Obama on student loan rates: “It’s like déjà vu all over again.” …Yes, yes it is.
posted at 4:41 pm on May 31, 2013 by Erika Johnsen
As I mentioned he would be earlier this week, President Obama dedicated his Friday morning to educating the youths he used as backdrops at the White House about why it is that the GOP’s idea to fix this cyclical federal student-loan battle by tying interest rates to the market, instead of the president’s own plan allowing politicians to continue to arbitrarily determine the interest rates that they deem appropriate, is such a very terrible take on the problem. It went pretty much exactly as you’d expect.
Key words: “Fair.” “Investments.” “Not the time for us to turn our back on young people.” Ugh.
Let us overlook for a moment the fact that the president is perpetuating a student-loan bubble via a broken system that floods that market with too much demand that in turn causes college prices to just keep right on rising, and focus instead on the fact that the differences between the president’s and the GOP’s plans will have a negligible impact on actual student-loan payments. This is just politics as usual, via the WSJ:
House Education Chairman John Kline’s bill sets floating rates on new Stafford loans at the 10-year Treasury rate plus 2.5%, while also protecting borrowers by capping the rates at 8.5%. Under this plan, a borrower can consolidate his loans after graduation to achieve a fixed rate.

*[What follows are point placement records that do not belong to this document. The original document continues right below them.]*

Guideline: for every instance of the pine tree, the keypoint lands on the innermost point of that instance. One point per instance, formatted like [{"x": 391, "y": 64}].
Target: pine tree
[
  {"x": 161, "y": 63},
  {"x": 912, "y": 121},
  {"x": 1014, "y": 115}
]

Mr. Obama’s plan is purely for fixed, not floating, rates at the 10-year Treasury rate plus 0.93% or 2.93% depending on the type of Stafford loan, and it has no rate cap. We wish both the House and Mr. Obama would drive a harder bargain on behalf of the taxpayer, but they aren’t separated by a difference of philosophy. A spread of 93 or 293 basis points means the President cares about young people, but 250 basis points signifies unspeakable cruelty? …
Under either plan, rates for new Stafford loans for undergraduates will not nearly rise all the way to 6.8% from 3.4%, as they are scheduled to do on July 1. But the White House likes to run against a doubling of rates even when, as in this case, they are running unopposed. It has been a good political issue for Team Obama in the past, and there’s another reason they may regard it as favorable ground to attack imaginary adversaries.
Hey, if President Obama really wants to focus in on helping young people with life after college, maybe we could worry a little less about piddling, stimulus-esque, big-government market interferences and a little more on our sluggish economy and 16 percent youth unemployment rate? Anyone?